The rulers of the rating fleeing Ankara. The American agency Standard & Poor's has announced that it will no longer provide a complete credit assessment service for Turkey. A decision matured following some disagreements with the country's government.
S&P says it will only issue "unsolicited" ratings: this means that it will no longer be paid by the Turkish state, but will only work to meet the needs of investors. From February 14, the agency will withdraw all ratings on individual Turkish debts, keeping only the overall rating. For its part, the Ankara Treasury has minimized, explaining that it has already entered into agreements with S&P's competitors, namely Fitch and Moody's.
But where does so much bitterness come from? Last May, the Turkish government reacted angrily to S&P's decision to reduce the outlook on the country from "positive" to "stable" (the rating had however remained unchanged).
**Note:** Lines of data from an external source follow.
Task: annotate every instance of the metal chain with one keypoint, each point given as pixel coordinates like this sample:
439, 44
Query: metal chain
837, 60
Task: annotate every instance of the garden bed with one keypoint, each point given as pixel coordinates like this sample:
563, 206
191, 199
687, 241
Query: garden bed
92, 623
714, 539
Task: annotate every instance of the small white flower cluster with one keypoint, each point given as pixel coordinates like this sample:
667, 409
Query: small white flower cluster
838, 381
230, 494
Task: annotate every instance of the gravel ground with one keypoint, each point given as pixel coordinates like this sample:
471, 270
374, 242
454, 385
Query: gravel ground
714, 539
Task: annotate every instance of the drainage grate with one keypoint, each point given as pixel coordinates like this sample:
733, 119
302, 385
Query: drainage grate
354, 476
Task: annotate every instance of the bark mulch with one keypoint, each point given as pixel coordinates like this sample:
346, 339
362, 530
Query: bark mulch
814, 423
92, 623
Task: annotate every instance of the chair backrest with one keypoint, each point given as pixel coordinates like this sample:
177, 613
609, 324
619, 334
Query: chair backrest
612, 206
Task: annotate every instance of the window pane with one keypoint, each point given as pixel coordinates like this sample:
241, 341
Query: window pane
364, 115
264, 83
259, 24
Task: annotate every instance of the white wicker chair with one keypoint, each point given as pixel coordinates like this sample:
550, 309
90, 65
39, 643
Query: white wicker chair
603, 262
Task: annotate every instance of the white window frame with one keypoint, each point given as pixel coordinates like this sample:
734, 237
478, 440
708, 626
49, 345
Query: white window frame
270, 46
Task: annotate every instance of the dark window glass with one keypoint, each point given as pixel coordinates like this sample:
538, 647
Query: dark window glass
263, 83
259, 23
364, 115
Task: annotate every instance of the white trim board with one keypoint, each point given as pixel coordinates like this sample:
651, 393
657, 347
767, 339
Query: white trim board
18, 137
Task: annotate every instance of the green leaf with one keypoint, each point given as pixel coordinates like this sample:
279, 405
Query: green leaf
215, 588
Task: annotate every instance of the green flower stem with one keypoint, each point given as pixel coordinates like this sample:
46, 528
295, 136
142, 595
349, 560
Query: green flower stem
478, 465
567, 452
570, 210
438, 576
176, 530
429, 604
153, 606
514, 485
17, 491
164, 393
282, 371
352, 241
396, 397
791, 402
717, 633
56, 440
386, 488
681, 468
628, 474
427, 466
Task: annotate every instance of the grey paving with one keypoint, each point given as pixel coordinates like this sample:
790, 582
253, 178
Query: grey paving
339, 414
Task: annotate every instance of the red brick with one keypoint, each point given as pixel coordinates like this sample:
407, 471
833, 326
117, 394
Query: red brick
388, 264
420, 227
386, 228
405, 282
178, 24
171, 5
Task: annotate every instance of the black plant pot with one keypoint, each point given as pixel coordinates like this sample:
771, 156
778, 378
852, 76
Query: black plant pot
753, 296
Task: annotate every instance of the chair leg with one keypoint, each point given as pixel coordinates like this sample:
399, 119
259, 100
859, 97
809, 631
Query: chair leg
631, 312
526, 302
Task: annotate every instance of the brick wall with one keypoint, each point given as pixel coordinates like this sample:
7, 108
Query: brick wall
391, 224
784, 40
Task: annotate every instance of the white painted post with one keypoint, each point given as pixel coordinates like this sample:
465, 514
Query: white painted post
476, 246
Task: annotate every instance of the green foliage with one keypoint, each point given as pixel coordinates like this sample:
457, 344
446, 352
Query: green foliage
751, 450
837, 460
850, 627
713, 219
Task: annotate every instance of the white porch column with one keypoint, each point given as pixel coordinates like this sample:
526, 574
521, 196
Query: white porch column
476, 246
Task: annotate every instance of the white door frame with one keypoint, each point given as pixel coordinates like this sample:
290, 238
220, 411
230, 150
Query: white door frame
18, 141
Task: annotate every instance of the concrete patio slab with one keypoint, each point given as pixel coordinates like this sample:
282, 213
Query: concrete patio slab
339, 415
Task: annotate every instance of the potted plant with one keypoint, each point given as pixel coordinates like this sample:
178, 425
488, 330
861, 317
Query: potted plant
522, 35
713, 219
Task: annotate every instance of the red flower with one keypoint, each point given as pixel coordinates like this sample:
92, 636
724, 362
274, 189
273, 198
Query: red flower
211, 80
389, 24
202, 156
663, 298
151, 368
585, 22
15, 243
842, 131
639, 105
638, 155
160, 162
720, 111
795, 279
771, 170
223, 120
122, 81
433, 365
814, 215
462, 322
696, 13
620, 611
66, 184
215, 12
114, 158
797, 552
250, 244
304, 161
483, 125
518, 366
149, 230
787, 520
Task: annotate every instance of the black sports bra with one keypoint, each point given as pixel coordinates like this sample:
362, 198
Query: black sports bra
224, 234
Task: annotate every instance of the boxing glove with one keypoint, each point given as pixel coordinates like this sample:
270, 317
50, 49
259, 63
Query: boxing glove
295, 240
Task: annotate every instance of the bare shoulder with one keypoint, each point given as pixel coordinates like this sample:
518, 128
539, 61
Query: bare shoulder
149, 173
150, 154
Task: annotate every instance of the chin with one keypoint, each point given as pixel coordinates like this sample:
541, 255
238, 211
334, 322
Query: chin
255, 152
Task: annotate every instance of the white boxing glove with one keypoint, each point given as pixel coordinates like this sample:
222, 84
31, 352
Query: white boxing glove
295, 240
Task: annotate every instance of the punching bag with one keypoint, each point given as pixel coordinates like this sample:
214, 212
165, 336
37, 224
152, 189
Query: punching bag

Prime Minister Recep Tayyip Erdogan had called the decision "ideological".
“We change our rating on the issuer Turkey to 'unsolicited', given that we no longer have an agreement with the sovereign entity – reads a note from S&P -. However, we will continue to provide a rating on Turkey on an unsolicited basis as we believe we have access to sufficient public information of reliable quality to support our analysis and because we believe there is significant market interest in this rating.
S&P assigns Ankara a rating of BB, two notches below investment grade. Fitch instead raised its rating two months ago to BBB, bringing Turkey to investment grade for the first time since 1994. Moody's rating is just below investment grade, at Ba1.